Hemp - yes, graphene - no.

----------


## Mjolinor

I don't reckon you could lubricate anything with a product that is one molecule thick, you need multiple layers of molecules that slide over each other.

Hmm, graphite possibly.  :Smile:

----------


## curious aardvark

well as a general rule you would use at least 2 molecules, in layers :-)

----------


## Mjolinor

> well as a general rule you would use at least 2 molecules, in layers :-)
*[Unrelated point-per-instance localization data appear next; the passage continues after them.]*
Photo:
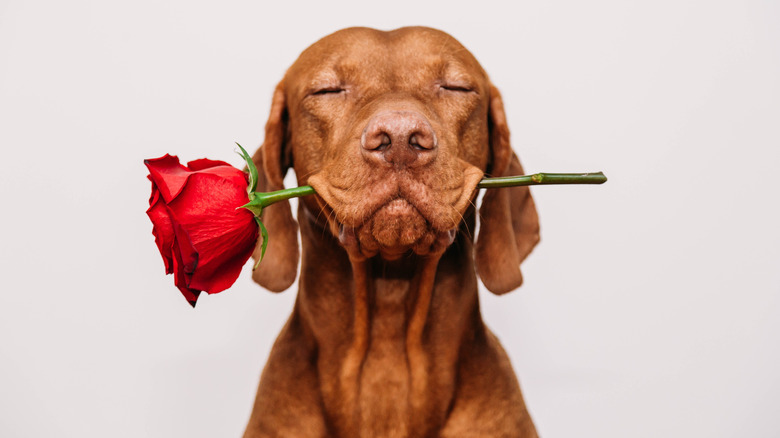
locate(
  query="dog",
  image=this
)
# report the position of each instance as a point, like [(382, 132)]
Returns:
[(394, 130)]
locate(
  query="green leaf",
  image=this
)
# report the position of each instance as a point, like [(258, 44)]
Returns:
[(264, 245), (252, 169)]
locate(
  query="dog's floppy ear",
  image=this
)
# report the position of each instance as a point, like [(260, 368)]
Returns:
[(279, 267), (509, 226)]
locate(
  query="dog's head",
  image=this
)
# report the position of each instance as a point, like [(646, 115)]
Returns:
[(393, 130)]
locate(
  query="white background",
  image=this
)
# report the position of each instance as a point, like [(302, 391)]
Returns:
[(650, 307)]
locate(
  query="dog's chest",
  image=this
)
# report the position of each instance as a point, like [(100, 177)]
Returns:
[(385, 378)]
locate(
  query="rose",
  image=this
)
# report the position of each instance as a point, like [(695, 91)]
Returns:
[(202, 235)]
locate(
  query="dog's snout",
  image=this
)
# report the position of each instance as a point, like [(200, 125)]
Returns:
[(402, 138)]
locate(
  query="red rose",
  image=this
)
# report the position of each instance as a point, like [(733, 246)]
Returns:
[(202, 235)]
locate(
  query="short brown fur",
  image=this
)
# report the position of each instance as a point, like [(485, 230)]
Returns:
[(386, 337)]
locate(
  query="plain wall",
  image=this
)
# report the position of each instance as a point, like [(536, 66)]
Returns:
[(650, 307)]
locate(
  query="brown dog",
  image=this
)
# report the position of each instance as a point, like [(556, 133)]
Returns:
[(394, 130)]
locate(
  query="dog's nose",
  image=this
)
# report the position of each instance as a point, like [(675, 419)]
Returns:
[(401, 138)]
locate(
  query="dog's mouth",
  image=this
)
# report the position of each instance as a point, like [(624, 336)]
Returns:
[(397, 215), (395, 229)]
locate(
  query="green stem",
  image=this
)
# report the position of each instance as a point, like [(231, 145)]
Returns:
[(260, 200), (543, 178)]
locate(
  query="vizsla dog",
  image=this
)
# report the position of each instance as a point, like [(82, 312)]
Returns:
[(394, 130)]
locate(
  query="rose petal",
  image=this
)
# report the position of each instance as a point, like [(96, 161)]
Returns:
[(167, 175), (222, 235), (205, 163), (181, 279), (162, 228)]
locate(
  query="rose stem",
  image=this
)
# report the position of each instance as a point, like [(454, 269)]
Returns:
[(267, 198)]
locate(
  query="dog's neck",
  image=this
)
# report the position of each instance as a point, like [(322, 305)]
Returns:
[(379, 351)]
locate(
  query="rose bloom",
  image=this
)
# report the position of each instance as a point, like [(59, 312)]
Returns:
[(202, 235)]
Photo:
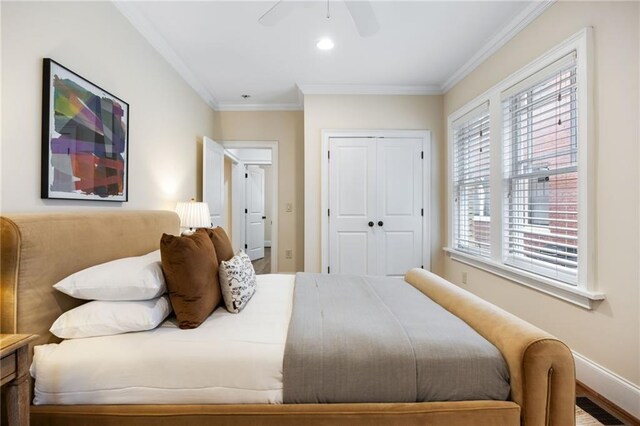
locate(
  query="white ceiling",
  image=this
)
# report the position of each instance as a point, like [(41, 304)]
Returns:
[(422, 46)]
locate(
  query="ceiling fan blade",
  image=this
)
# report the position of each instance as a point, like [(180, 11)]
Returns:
[(276, 13), (363, 16)]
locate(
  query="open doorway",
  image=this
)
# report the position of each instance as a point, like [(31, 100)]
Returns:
[(251, 182)]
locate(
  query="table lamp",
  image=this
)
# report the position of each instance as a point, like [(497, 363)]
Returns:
[(193, 215)]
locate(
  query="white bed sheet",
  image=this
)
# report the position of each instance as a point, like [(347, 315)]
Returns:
[(229, 359)]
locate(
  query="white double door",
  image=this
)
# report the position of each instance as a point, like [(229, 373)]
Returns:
[(375, 205)]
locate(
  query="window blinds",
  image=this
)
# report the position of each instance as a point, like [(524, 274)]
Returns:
[(540, 162), (471, 171)]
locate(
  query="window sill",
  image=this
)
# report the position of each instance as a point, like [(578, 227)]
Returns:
[(575, 295)]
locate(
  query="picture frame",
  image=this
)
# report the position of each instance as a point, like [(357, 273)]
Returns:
[(85, 139)]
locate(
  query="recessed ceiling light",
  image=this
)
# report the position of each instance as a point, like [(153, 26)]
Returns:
[(325, 44)]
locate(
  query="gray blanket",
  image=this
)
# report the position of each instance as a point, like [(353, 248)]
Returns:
[(377, 339)]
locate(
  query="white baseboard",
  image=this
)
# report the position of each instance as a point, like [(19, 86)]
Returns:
[(616, 389)]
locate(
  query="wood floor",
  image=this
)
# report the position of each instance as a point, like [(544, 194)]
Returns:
[(610, 414), (263, 266)]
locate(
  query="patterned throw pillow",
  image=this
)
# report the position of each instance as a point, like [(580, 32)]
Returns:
[(237, 281)]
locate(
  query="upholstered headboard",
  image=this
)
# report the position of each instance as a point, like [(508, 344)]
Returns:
[(38, 250)]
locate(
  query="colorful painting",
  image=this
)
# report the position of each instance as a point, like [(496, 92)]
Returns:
[(84, 139)]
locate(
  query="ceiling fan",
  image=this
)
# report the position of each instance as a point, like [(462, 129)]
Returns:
[(361, 11)]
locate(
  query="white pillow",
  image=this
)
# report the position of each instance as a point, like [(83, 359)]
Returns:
[(237, 281), (101, 318), (131, 278)]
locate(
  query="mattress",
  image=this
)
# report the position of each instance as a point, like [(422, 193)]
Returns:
[(230, 358)]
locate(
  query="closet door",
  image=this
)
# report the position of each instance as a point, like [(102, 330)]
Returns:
[(352, 204), (398, 219)]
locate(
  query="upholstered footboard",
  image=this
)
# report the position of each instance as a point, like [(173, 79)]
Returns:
[(541, 367)]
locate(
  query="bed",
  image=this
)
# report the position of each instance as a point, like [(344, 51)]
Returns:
[(40, 249)]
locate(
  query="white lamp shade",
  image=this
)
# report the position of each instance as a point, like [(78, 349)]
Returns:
[(193, 214)]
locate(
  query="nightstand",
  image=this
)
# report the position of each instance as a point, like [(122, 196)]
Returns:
[(14, 368)]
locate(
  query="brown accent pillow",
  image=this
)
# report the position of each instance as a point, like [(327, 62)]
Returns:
[(190, 269), (220, 240)]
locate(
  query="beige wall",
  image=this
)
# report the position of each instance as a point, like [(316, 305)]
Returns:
[(228, 191), (367, 112), (609, 334), (167, 118), (286, 127)]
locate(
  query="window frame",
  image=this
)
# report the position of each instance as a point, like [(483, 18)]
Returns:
[(470, 116), (584, 292)]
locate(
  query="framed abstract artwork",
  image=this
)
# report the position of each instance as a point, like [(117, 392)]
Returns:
[(85, 140)]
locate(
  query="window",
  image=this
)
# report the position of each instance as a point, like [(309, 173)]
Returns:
[(471, 182), (520, 181), (540, 165)]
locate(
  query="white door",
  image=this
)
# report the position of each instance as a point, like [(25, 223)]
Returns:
[(238, 170), (399, 205), (352, 182), (255, 212), (375, 205), (213, 180)]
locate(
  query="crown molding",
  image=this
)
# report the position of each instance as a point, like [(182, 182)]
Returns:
[(224, 106), (159, 43), (361, 89), (499, 39)]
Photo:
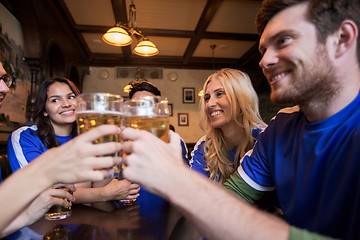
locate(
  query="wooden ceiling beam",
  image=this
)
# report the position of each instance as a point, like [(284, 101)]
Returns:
[(207, 15), (120, 14)]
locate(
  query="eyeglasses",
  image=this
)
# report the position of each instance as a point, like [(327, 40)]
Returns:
[(7, 80)]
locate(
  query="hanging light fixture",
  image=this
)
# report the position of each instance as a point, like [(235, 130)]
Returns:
[(121, 35)]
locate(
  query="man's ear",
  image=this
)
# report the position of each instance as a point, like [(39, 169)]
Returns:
[(346, 37)]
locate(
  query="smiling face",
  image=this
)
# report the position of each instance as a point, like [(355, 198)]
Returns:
[(60, 107), (3, 88), (296, 65), (217, 105)]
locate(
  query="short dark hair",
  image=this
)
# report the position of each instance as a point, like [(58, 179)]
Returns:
[(326, 15), (141, 85)]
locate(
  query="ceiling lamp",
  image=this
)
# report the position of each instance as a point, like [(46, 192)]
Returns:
[(120, 36), (201, 93), (146, 48)]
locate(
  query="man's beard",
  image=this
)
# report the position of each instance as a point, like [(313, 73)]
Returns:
[(313, 83)]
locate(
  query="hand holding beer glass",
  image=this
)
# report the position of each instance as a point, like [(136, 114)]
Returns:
[(94, 109)]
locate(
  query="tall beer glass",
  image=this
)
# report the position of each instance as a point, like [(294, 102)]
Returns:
[(94, 109)]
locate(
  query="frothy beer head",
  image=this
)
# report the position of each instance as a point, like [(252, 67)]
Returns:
[(149, 113)]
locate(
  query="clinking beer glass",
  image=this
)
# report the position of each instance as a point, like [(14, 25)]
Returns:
[(95, 109)]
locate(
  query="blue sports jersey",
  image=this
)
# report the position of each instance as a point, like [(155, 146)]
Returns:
[(314, 168), (198, 160), (24, 146)]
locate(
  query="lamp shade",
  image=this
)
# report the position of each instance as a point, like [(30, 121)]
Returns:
[(146, 48), (117, 36)]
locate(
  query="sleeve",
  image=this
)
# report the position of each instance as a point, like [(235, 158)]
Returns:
[(301, 234), (184, 152), (238, 186), (198, 160), (22, 149)]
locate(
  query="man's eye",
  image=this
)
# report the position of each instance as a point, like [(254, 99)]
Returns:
[(284, 40)]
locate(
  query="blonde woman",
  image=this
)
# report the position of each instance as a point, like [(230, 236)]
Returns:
[(230, 117)]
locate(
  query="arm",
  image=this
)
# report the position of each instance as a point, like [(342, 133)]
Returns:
[(107, 190), (38, 207), (199, 199), (74, 161)]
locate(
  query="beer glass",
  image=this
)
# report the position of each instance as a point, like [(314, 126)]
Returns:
[(147, 113), (58, 212), (94, 109)]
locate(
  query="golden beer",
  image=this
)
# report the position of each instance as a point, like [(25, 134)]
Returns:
[(58, 212), (157, 125), (88, 120)]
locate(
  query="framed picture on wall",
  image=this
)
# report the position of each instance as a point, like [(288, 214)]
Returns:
[(170, 109), (188, 95), (183, 119)]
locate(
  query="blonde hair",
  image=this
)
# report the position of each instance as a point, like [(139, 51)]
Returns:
[(245, 112)]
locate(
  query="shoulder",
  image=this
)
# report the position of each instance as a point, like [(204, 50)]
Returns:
[(200, 143)]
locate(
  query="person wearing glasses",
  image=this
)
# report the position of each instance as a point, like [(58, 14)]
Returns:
[(26, 195), (230, 118)]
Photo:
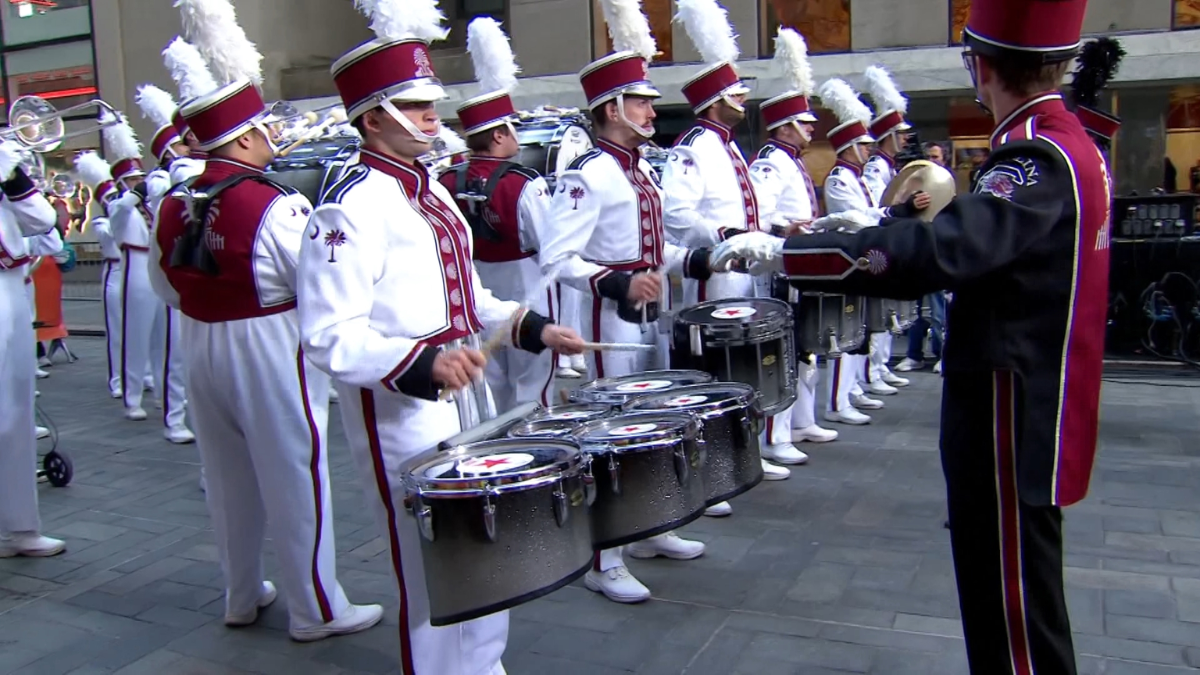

It ceases to me Graphene when it gets 2 molecules thick.

----------


## curious aardvark

it's still graphene - just in layers :-)

----------


## Mjolinor

It's graphite. You can make graphene from graphite with sticky tape just by putting a piece of graphite between two bits of sticky tape and constantly separating them because the only difference is that graphene is one molecule thick and graphite is more than one molecule thick. Unless of course my memory is faulty which is entirely likely.

----------


## Ama-fessional Molder

> It's graphite. You can make graphene from graphite with sticky tape just by putting a piece of graphite between two bits of sticky tape and constantly separating them because the only difference is that graphene is one molecule thick and graphite is more than one molecule thick. Unless of course my memory is faulty which is entirely likely.


Yeah, that's pretty much the gist of it.

Just use a nice graphite dry lubricant if that's your thing. For sheer effectiveness though, nothing beats an automatic oiler and a good drip collection method. I work with 40 year old injection molding machines that have automatic oilers and almost all of them are on original bushings and 30 million+ cycles.

----------


## angellina

I also guess its graphite............!!!!!!!!!!!

----------


## JacobVR

Would it be possible to utilize graphene in rubberized asphalt in order to increase it’s ability to repel water ? hmmm

----------